Autonomy vote stands on solid legal ground

Contrary to Wayne C. Witkowski and Leonard H. Becker’s assertions on this page last week [“An unlawful proposal for D.C. budget autonomy,” Local Opinions, Oct. 28], there are substantial bases to conclude that the Home Rule Act can be amended via referendum to give the District autonomy over its local budget. And regardless of the outcome, a vote on budget autonomy would be an important step forward in the District’s fight for self-determination and should be vigorously pursued.

The two relevant provisions of the Home Rule Act are Sections 446 and 303. Section 446 outlines the District’s budget process and prohibits the District government from spending local funds before Congress enacts affirmative legislation approving the local budget. Section 303 gives the District broad authority to amend the Home Rule Charter, but it lists certain subjects as off-limits and excepts from amendment any “act, resolution, or rule under the limitations” on the D.C. Council’s authority in Sections 601 through 603.

The proposed referendum would amend the budget process set out in Section 446. Section 303 does not prohibit the District from amending Section 446. One does not have to be a lawyer to understand that if Congress wanted to exempt the budget process from a referendum, it could have included it in Section 303’s list of prohibited items. It did not do so.

Witkowski and Becker ignore that basic point. They argue that Congress prohibited a referendum on Section 446 circuitously — by referencing Section 603(a) in the list of prohibited items. But Section 603(a) is not framed as a “limitation” on the council’s authority, as are other provisions in Section 603. It is instead framed as an interpretive direction that “nothing in this Act shall be construed” to change then-existing law regarding the District’s budget process.

There is no doubt that the law, as it stood at the time the Home Rule Act was passed, prohibited the District from obligating or spending local funds without an affirmative congressional enactment.
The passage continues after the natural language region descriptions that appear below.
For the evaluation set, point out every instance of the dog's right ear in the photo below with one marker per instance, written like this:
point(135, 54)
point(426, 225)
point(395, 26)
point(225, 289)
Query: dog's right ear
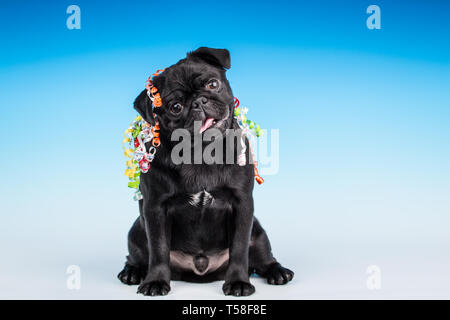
point(143, 105)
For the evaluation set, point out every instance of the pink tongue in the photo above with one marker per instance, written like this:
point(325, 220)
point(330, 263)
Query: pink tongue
point(208, 123)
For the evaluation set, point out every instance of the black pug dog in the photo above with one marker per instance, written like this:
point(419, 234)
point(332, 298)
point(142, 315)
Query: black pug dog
point(196, 221)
This is not, however, the legal question raised by the council’s referendum proposal. Rather, the question is whether the Home Rule Act prohibits the council from changing this process now. Section 603(a) is not most naturally read as such a prohibition.

Finally, the authors raise concerns about the Anti-Deficiency Act, a federal statute that prohibits D.C. officials from spending funds that are not covered by an available fund or appropriation. But if the referendum becomes law, the District would be able to obligate and spend local funds pursuant to a valid legislative appropriation.

The bottom-line concerns raised by the authors come down to fear that a court may overturn the referendum or that Congress may view it as a challenge to its authority. We concede those risks. But if we let the possibility of a challenge stifle every initiative to secure our fundamental rights, we will never win our rightful place in America’s democracy.

Richard Bress is a member of the DC Appleseed board of directors. John Bouker is chairman of the DC Vote board of directors.